There are many different ways to explain how it is doing it, depending on how you interpret these operations.
Let's say point A has coordinates (xa, ya), B - (xb, yb) and so on. Let's say
dxAB = xb - xa
dyAB = yb - ya
dxCD = xd - xc
dyCD = yd - yc
The the following system of two linear equations
| dxAB dxCD | | t | | xc-xa |
| | * | | = | |
| dyAB dyCD | | u | | yc-ya |
if solved for t and u, will give you the proportional position of the intersection point on line AB (value t) and on line CD (value u). These values will lie in range of [0, 1] if the point belongs to the corresponding segment and outside of that range if the point lies outside the segment (on the line containing the segment).
In order to solve this system of linear equations we can use the well-known Cramer's rule. For that we will need the determinant of
| dxAB dxCD |
| |
| dyAB dyCD |
which is exactly determinant(b - a, c - d) from your code. (Actually, what I have here is determinant(b - a, d - c), but it is not really important for the purposes of this explanation. The code you posted for some reason swaps C and D, see P.S. note below).
And we will also need determinant of
| xc-xa dxCD |
| |
| yc-ya dyCD |
which is exactly determinant(c-a,c-d) from your code, and determinant of
| dxAB xc-xa |
| |
| dyAB yc-ya |
which is exactly determinant(b-a,c-a).
Dividing these determinants in accordance with the Cramer's rule will give us the values of t and u, which is exactly what is done in the code you posted.
The code then proceeds to test the values of t and u to check if the segments actually intersect, i.e. whether both t and u belong to [0, 1] range. And if they do, it calculates the actual intersection point by evaluating a*t+b*(1-t) (equivalently, it could evaluate c*u+d*(1-u)). (Again, see the P.S. note below).
P.S. In the original code the points D and C are "swapped" in a sense that the code does c - d, where I do d - c in my explanation. But this makes no difference for the general idea of the algorithm, as long as one's careful with signs.
This swap of C and D point is also the reason for a*(1-t)+t*b expression is used when evaluating the intersection point. Normally, as in my explanation, one'd expect to see something like a*t+b*(1-t) there. (I have my doubts about this though. I would expect to see a*t+b*(1-t) there even in your version. Could be a bug.)
P.P.S. The author if the code forgot to check for det == 0 (or very close to 0), which will happen in case when the segments are parallel.

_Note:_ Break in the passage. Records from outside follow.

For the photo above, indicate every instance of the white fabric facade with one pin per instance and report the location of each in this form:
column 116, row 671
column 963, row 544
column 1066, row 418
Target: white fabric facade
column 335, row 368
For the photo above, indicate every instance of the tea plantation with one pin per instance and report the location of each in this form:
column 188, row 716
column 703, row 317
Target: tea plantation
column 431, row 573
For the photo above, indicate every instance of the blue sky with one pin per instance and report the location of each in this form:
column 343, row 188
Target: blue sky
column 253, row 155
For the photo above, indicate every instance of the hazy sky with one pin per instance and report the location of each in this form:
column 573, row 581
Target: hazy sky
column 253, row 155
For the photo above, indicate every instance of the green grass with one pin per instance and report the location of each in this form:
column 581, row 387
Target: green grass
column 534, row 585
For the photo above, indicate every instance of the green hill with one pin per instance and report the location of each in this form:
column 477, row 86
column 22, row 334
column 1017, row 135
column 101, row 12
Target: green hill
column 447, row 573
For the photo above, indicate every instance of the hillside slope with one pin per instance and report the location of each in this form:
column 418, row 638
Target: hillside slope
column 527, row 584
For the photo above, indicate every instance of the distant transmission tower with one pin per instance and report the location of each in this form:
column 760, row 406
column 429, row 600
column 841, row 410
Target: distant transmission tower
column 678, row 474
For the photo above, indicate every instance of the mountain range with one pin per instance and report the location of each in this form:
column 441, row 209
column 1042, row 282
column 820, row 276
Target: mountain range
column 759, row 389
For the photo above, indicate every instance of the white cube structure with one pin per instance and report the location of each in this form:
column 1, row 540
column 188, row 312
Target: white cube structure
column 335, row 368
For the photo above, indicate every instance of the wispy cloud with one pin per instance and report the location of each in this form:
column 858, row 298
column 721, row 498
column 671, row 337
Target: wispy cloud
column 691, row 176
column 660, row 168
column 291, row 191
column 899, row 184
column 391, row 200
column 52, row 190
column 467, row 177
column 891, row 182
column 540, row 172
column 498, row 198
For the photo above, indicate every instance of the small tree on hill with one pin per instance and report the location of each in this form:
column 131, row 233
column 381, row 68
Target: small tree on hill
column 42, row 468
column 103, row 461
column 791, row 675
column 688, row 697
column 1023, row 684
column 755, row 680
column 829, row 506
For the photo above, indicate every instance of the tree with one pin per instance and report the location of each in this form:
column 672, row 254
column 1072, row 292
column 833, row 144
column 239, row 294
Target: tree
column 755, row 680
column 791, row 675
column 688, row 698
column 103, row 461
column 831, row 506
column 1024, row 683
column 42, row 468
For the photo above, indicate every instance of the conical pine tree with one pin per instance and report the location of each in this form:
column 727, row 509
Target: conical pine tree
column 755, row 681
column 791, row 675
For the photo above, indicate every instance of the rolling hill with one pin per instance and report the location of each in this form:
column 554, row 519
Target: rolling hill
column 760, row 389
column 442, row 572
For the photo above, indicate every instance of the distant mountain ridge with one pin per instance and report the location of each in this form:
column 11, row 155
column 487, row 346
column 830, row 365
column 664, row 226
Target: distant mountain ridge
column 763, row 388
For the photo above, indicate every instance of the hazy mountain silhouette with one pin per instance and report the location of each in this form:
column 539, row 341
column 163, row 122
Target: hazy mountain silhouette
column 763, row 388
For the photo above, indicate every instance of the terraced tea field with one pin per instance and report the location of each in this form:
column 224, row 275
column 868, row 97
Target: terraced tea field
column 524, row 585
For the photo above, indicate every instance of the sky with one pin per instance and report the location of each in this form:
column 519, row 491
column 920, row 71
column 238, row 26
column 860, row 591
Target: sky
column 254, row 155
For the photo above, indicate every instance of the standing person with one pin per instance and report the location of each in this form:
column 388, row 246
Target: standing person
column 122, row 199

I think the following should work:
(1) for each e1 in rectangle_edges, e2 in polygon_edges
(1.1) if edgeIntersection(e1,e2) != NO_INTERSECTION
(1.1.1) return true
(2) if (max_polygon_x < max_rectangle_x) and (min_polygon_x > min_rectangle_x) and (max_polygon_y < max_rectangle_y) and (min_polygon_y > min_rectangle_y)
(2.1) return true
(2) return false
Edit: Added check for whether the polygon is inside the rectangle.
As far as I can tell after a quick glance, it tries to determine if 2 line segments intersect, and if they do, what the coordinates of the intersection point are.
No, it is not good enough to determine if your rectangle and your polygon intersect, because you'd still miss the case where either the polygon is completely inside the rectangle, or the other way around.